“You know what I love? I love revising. Getting the first stuff done is always hard but once it’s done and you can see what’s wrong with it, you can see that one page that ought to have been five pages earlier and that sort of thing.” – P.G. Wodehouse
As a child, I was firmly attached to my stories as they were, and consequently I was appalled by the idea of rewriting as well as editing. I used to think that editing was just cutting down on something that was already good – that didn’t need changing – and, sometimes, this is true. During the time when I was of this particular mindset, I read Eragon, the first book in Christopher Paolini’s Inheritance trilogy (when it was still being written) and afterward, on his website I saw an example of how one passage had originally been written before it was edited, and as it appears in the book, and I only perceived how it was different and the bits that had been either omitted completely or altered; it didn’t matter if the writing was good or not, that was all that I could see.

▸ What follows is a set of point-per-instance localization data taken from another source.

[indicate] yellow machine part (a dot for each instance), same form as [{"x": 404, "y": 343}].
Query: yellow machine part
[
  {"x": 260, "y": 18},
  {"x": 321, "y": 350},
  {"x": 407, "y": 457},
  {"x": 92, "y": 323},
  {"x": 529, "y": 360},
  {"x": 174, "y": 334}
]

This was largely the same point I had, and from the same attachment, about rewriting, or rather the pointlessness of rewriting: if one had already written it, why did it need to be rewritten? My thoughts on this matter changed, however, when I watched the BBC documentary Wogan on Wodehouse. There was a brief clip from an old interview with P.G. Wodehouse, describing how he wrote, quoted at the start of this post (the documentary, which used to be available on YouTube, was taken down but you can watch the clips of his interviews included in the documentary in the above video).
What he said about rewriting was particularly illuminating to me and I felt a shift in my consciousness about the whole rewriting process – when you’re writing from scratch, it can be hard but once you’ve got it down, then the real fun begins as you rewrite it because you have the whole picture in front of you. (A small note: sometimes when one finds himself in a state of flow, the writing can just pour out effortlessly.)
Depending on how one rewrites depends on as much as the writer as the technology being used to write. When I’m on a computer and revising anything I’ve written, whether it’s a post or essay, etc., after I’ve written it I’ll sometimes move around the paragraphs and change their order – as P.G. Wodehouse said, “one can see that page one ought to have been five pages earlier”. Using paper and pen (my preferred way), I will cross things out and make changes in the margins or a post-it note (or a scrap of paper stapled to the page), drawing arrows to and from paragraphs to rearrange. Sometimes I’ll tear out a page and rewrite the whole thing in the moment, until I have a couple drafts of the same scene. In some ways, there’s a greater feeling of productivity when doing it on paper because one can see all the changes made and also because it’s tangible. There’s a sense of value that can’t be felt in the same way as when one hits the delete key; a feeling of finality of words that are gone forever.